Today's conference calls upon us to assess these first two decades of the euro as well as to reflect on its future:

  1. Which are the main challenges ahead? 
  2. How should EMU evolve?
  3. What should we aspire for the future role of euro at the global level?

These are very important questions, which we must all reflect upon in order to contribute to further strengthening the European project, bearing in mind the profound and rapid changes, at all levels, that have been taking place in the world in the last few years. 

In the current globalised, competitive, digitalised and interlinked environment, there is an increased need for euro area countries to work together to exercise sovereignty and make their voices heard. We should always bear in mind that sharing sovereignty is not a synonym of loss of control or power. Internal cohesion and "teamwork" will help protect Member States from external pressures and spillover effects, and empower their policy choices

Member States must therefore persist in working together in a committed way to continue the journey that started in 1999, so that European citizens can fully reap the benefits of their common currency. Cooperation within EMU will also support an increased role of Europe and the euro in the world.

I am sure that today's discussion will be very fruitful and will bring new, good ideas to help equipping the euro area with the tools it needs to withstand headwinds and to prosper.

Quoting Robert Schuman: "Europe will not be made all at once, or according to a single plan. It will be built through concrete achievements which first create a de facto solidarity". And it goes without saying that solidarity must go hand-in-hand with responsibility, which entails rules and mutual surveillance institutional mechanisms.

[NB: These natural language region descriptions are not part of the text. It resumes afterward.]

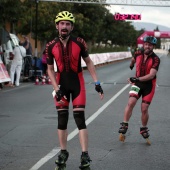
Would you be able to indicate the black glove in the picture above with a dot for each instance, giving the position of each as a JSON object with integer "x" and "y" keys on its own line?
{"x": 59, "y": 95}
{"x": 134, "y": 79}
{"x": 131, "y": 67}
{"x": 98, "y": 87}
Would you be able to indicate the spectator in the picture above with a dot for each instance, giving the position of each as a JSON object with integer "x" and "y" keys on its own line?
{"x": 28, "y": 59}
{"x": 16, "y": 66}
{"x": 44, "y": 62}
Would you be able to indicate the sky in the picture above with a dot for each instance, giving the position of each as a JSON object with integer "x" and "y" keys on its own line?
{"x": 156, "y": 15}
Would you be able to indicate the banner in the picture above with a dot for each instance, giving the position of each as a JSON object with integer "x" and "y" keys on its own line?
{"x": 4, "y": 76}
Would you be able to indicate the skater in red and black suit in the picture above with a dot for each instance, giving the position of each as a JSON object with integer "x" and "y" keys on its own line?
{"x": 69, "y": 84}
{"x": 143, "y": 85}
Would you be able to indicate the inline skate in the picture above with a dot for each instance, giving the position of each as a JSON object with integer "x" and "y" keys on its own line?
{"x": 61, "y": 161}
{"x": 85, "y": 162}
{"x": 122, "y": 130}
{"x": 145, "y": 134}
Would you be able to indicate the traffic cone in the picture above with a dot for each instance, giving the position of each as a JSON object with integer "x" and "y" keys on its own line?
{"x": 37, "y": 81}
{"x": 43, "y": 80}
{"x": 49, "y": 81}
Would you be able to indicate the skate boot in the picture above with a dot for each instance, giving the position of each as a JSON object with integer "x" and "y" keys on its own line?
{"x": 122, "y": 130}
{"x": 85, "y": 161}
{"x": 61, "y": 161}
{"x": 145, "y": 134}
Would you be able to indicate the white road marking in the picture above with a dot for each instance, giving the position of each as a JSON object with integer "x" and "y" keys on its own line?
{"x": 55, "y": 151}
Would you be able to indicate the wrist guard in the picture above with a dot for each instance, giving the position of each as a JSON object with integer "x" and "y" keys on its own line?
{"x": 59, "y": 95}
{"x": 98, "y": 87}
{"x": 134, "y": 79}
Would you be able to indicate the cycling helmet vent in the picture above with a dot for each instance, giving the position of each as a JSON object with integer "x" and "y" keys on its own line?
{"x": 65, "y": 16}
{"x": 150, "y": 39}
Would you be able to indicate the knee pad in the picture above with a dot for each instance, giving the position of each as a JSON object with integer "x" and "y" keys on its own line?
{"x": 62, "y": 119}
{"x": 80, "y": 119}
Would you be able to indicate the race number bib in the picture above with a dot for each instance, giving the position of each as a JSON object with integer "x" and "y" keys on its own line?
{"x": 134, "y": 90}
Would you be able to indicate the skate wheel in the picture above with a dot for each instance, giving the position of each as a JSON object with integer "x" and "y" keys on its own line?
{"x": 122, "y": 137}
{"x": 148, "y": 141}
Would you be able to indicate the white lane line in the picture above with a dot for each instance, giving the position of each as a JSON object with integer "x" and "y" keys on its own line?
{"x": 55, "y": 151}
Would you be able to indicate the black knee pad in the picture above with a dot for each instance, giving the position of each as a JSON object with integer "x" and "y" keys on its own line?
{"x": 80, "y": 119}
{"x": 62, "y": 119}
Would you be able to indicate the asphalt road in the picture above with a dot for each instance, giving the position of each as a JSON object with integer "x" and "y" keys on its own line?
{"x": 28, "y": 125}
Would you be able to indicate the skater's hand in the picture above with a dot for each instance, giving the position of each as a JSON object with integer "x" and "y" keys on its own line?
{"x": 60, "y": 97}
{"x": 99, "y": 89}
{"x": 133, "y": 80}
{"x": 131, "y": 67}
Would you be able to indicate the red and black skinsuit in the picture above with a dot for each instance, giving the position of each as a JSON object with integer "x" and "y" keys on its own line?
{"x": 143, "y": 67}
{"x": 69, "y": 71}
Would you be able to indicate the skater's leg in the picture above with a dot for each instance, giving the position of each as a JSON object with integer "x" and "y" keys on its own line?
{"x": 79, "y": 117}
{"x": 83, "y": 134}
{"x": 62, "y": 128}
{"x": 83, "y": 137}
{"x": 144, "y": 118}
{"x": 145, "y": 115}
{"x": 62, "y": 136}
{"x": 129, "y": 108}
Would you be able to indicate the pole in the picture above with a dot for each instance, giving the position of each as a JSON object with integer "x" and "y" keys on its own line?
{"x": 36, "y": 32}
{"x": 36, "y": 22}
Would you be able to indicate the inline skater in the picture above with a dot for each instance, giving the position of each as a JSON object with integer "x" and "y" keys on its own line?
{"x": 143, "y": 84}
{"x": 69, "y": 83}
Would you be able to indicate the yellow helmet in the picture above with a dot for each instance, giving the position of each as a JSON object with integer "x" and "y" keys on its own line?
{"x": 65, "y": 15}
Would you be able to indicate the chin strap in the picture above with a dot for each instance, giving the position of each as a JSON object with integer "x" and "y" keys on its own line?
{"x": 64, "y": 37}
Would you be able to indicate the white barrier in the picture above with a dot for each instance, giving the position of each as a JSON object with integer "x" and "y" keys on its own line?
{"x": 102, "y": 58}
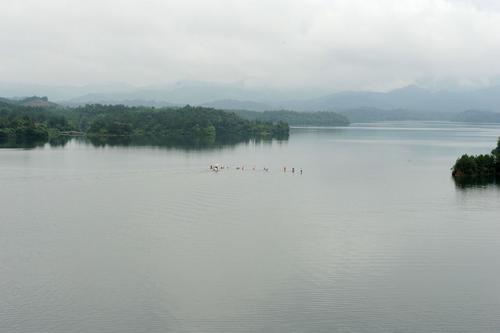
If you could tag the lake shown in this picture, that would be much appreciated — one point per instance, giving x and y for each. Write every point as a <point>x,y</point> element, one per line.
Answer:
<point>374,236</point>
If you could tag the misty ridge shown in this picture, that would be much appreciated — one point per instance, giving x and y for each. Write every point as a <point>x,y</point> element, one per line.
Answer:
<point>408,103</point>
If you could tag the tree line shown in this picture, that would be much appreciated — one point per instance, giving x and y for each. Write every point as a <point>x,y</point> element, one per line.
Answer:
<point>190,125</point>
<point>478,166</point>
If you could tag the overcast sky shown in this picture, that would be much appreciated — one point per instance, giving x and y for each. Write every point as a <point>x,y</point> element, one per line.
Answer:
<point>337,44</point>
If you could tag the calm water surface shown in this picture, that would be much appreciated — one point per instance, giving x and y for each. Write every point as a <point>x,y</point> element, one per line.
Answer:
<point>373,237</point>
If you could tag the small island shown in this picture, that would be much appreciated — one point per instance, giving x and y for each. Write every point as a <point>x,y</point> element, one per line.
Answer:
<point>478,167</point>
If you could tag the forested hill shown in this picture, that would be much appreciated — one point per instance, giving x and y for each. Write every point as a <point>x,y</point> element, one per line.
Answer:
<point>188,125</point>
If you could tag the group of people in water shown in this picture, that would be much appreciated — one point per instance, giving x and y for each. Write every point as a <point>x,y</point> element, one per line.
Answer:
<point>219,167</point>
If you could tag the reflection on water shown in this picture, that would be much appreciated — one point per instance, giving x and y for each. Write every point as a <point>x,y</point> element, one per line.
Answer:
<point>127,141</point>
<point>476,182</point>
<point>373,237</point>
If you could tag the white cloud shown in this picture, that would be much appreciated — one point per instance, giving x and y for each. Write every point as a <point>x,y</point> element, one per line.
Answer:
<point>332,44</point>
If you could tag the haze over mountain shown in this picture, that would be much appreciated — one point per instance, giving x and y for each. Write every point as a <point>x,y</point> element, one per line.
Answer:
<point>320,46</point>
<point>237,96</point>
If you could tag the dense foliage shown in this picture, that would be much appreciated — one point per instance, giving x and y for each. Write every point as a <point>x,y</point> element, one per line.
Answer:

Before giving the floor to Jean-Claude Trichet, I consider it both an honour and a duty to underline the important role he has played at several stages during the EMU creation and consolidation process, notably in the pre-Maastricht political negotiations and as President of the ECB.

Dear Jean-Claude, the floor is yours.

Thank you.


1 Speech by Mario Draghi, President of the European Central Bank, at the session of the plenary of the European Parliament to mark the anniversary of the euro in Strasbourg, 15 January 2019.

2 For a survey of literature on OCA theory see Dellas, H. and Tavlas, G.S. (2009), "An optimum-currency-area odyssey", Journal of International Money and Mongelli, F.P. (2002), "'New' views on the optimum currency area theory: what is EMU telling us?", Working Paper Series, No 138, ECB Finance, Vol. 28 (7).

3 European Commission (2019), Standard Eurobarometer 91 - Spring 2019.

4 Otero-Iglesias, Miguel (2017), "The euro as a social bond: why do Eurozone citizens still back the single currency?" Real Instituto Elcano, 25/IV/2017.